When most people think of businesses that handle hazardous waste, they think of manufacturing and other industrial companies. The classic image is the storage of 55 gallon drums marked with placards indicating the contents are hazardous.
In the last two years and unlikely sector has found themselves the focus hazardous waste enforcement and regulatory development- retails stores. National awareness occurred in 2013 when Walmart announced a settlement with EPA to resolve violations of the Resource Conservation and Recovery Act (RCRA), the Federal Insecticide, Fungicide, and Rodenticide Act (FIFRA), and the Clean Water Act (CWA) . The violations were related to the handling of returned, unsold, and off-specification products. Walmart agreed to pay $7.628 million in civil penalties and pled guilty and agreed to pay $81.6 million in three federal criminal cases. Walmart entered into a Consent Agreement and Final Order (CAFO) with EPA, under which Walmart agreed to implement various measures to ensure future compliance.
While the Walmart settlement was the largest, EPA and State EPA's have been very active in taking enforcement against retailers. Actions include:
- Walgreen Co., $16.6 Million (2012)
- Costco Warehouse, $3.6 Million (2012);
- CVS Pharmacy, $800,000 (CT, 2013) and $13.75 Million (CA, 2012
- Target Corp., $22.5 Million (2011);
- Home Depot, $425,000 (2006) and $10 Million (2007).
When Does RCRA Become an Issue for Retailers?
Products are not regulated as a hazardous waste. However, if a product is returned by a customer or the store takes the product off the shelf due to damage or for some other reason, the product can become a hazardous waste if it meets certain characteristics.

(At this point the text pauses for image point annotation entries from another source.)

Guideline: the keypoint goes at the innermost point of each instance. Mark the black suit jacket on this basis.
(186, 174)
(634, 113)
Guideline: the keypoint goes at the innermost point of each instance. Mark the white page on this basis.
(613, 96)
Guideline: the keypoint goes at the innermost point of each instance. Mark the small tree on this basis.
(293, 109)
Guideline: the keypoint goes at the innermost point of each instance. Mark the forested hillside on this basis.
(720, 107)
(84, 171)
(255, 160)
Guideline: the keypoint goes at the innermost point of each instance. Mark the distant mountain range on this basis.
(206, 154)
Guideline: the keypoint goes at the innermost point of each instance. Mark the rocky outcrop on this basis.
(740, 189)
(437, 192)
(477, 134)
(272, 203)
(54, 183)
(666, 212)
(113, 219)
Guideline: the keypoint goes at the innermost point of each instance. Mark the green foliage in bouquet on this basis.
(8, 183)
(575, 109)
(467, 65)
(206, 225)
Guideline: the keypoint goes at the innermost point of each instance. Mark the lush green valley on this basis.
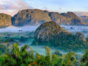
(22, 57)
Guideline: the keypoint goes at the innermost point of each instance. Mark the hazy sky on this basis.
(13, 6)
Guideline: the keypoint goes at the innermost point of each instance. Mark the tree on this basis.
(84, 58)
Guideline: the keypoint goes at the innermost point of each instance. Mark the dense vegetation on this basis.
(22, 57)
(65, 42)
(5, 20)
(52, 35)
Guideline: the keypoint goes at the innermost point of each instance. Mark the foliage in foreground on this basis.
(21, 57)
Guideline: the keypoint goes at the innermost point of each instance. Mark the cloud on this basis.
(11, 7)
(9, 12)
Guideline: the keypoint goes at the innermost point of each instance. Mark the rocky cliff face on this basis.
(51, 34)
(84, 18)
(30, 16)
(35, 16)
(48, 30)
(5, 20)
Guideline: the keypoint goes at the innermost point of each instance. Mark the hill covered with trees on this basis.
(51, 34)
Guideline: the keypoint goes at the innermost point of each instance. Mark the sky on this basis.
(11, 7)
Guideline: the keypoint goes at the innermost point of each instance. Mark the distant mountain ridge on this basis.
(84, 18)
(36, 16)
(5, 20)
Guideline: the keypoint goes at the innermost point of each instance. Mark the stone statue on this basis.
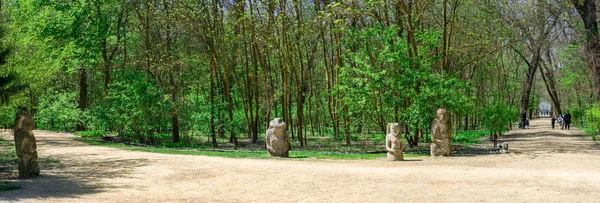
(441, 132)
(25, 146)
(277, 140)
(393, 142)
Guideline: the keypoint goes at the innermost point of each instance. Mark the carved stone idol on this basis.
(277, 140)
(393, 142)
(25, 146)
(441, 134)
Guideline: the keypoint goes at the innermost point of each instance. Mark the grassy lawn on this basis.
(256, 154)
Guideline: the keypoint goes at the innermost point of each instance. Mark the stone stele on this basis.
(277, 140)
(25, 146)
(441, 134)
(393, 142)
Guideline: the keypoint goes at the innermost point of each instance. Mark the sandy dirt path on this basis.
(544, 165)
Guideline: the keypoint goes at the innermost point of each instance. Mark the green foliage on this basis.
(592, 116)
(59, 111)
(7, 116)
(6, 186)
(135, 104)
(97, 133)
(8, 155)
(497, 116)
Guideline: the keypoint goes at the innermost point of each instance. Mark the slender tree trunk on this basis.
(82, 95)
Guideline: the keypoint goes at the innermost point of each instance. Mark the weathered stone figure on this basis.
(25, 146)
(393, 142)
(441, 134)
(277, 140)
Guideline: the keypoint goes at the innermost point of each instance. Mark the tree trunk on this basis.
(82, 95)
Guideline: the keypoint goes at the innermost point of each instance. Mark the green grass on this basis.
(258, 154)
(5, 186)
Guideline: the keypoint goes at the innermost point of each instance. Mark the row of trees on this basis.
(224, 68)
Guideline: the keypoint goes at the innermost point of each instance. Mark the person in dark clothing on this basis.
(523, 118)
(567, 120)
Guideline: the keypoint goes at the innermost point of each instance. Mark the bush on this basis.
(97, 133)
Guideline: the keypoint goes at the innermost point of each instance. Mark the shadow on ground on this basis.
(542, 139)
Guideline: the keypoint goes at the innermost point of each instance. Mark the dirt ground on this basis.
(544, 165)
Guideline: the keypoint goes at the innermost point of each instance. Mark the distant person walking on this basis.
(523, 119)
(567, 120)
(553, 121)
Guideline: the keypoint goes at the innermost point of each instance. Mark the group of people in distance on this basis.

At issue for retailers are paints, aerosol cans, bleach, polishes, and other chemical products that could be considered reactive, ignitable, corrosive or toxic. When those products are returned by customers or if they are removed from the store, the retailer must evaluate whether the product has become a hazardous waste and should be managed as such.

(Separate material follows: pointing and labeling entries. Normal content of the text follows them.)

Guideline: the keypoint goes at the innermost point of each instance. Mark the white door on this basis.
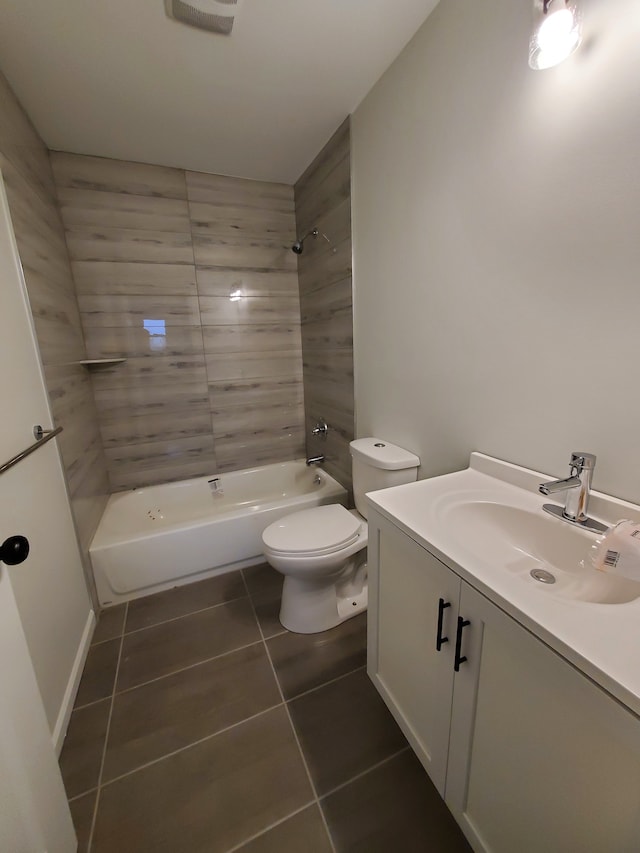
(34, 815)
(413, 601)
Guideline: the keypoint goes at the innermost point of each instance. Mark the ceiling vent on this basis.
(213, 16)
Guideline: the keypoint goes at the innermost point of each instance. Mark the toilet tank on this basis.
(378, 464)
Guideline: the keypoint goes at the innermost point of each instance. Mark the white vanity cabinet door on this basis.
(541, 759)
(406, 584)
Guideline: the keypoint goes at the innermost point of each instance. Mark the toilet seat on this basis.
(313, 532)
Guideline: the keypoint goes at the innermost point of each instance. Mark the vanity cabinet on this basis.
(529, 754)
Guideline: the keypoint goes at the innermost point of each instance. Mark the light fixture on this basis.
(557, 32)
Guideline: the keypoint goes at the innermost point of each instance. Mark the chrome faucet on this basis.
(315, 460)
(578, 487)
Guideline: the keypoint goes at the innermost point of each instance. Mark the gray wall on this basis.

Waste can be generated at the retail store level through customer returns, household hazardous waste events, product recalls, damaged product containers or packaging, off specification product, unauthorized dumping, customer spills, and change out of inventory by the store.
Large retailers also use reverse logistics systems to consolidate products that may be returned or removed from retail stores. These products are sent to consolidation centers where decisions can be made regarding whether the product can still be sold, returned to the vendor, donated, recycled or discarded.
Is a removed/returned product a "waste" when it leaves the retail store or when the decision is made it is to be discarded at the consolidation center? That is one of many critical open issues facing retailers.
If a product is a hazardous waste, then it must be stored, managed, transported and disposed properly. In addition, RCRA's "cradle to grave" regulatory scheme requires maintenance of required paperwork to verify any hazardous waste was managed properly.
EPA Collects Information Regarding Hazardous Waste Requirements for Retailers
On February 14, 2014, EPA released a Notice of Data Availability (NODA) in order to "collect information towards improving hazardous waste requirements for the retail sector." In the NODA EPA sums up the challenge facing retailers- "Retailers are required to make numerous hazardous waste determinations at thousands of sites, generally by store employees with limited experience with the RCRA hazardous waste regulations."
- Waste characterization at the retail store level by employees with little training or understanding of the regulations;
- Generation of waste at the store level that can force stores to fluctuate between Conditionally Exempts Small Quantity Generator to Large Quantity Generator status under RCRA (different regulations apply depending on the store's classification);
- The lack of applicability of the Household Hazardous Waste Exemption which allows customers to dispose of the same products in the trash as EPA requires retailers to manage as a hazardous waste;
- Argue for the application of Universal Waste classification which would make it much easier for retailers to manage products; and
- Application of RCRA regulations to central processing centers utilized by retailers;
- Regulation of empty prescription bottles;
- Ambiguous regulations of electronic waste.
Retailers identify legitimate issues with application of RCRA to their stores. In reality, RCRA was designed to regulate generate hazardous waste from industrial operations, not consumer stores.
How EPA decides to move forward to develop sensible regulations will be very interesting to watch. However, in the meantime, retail stores must be aware there is not "timeout" while EPA figures this out. No better evidences exists than the multi-million dollar enforcement cases against large retailers.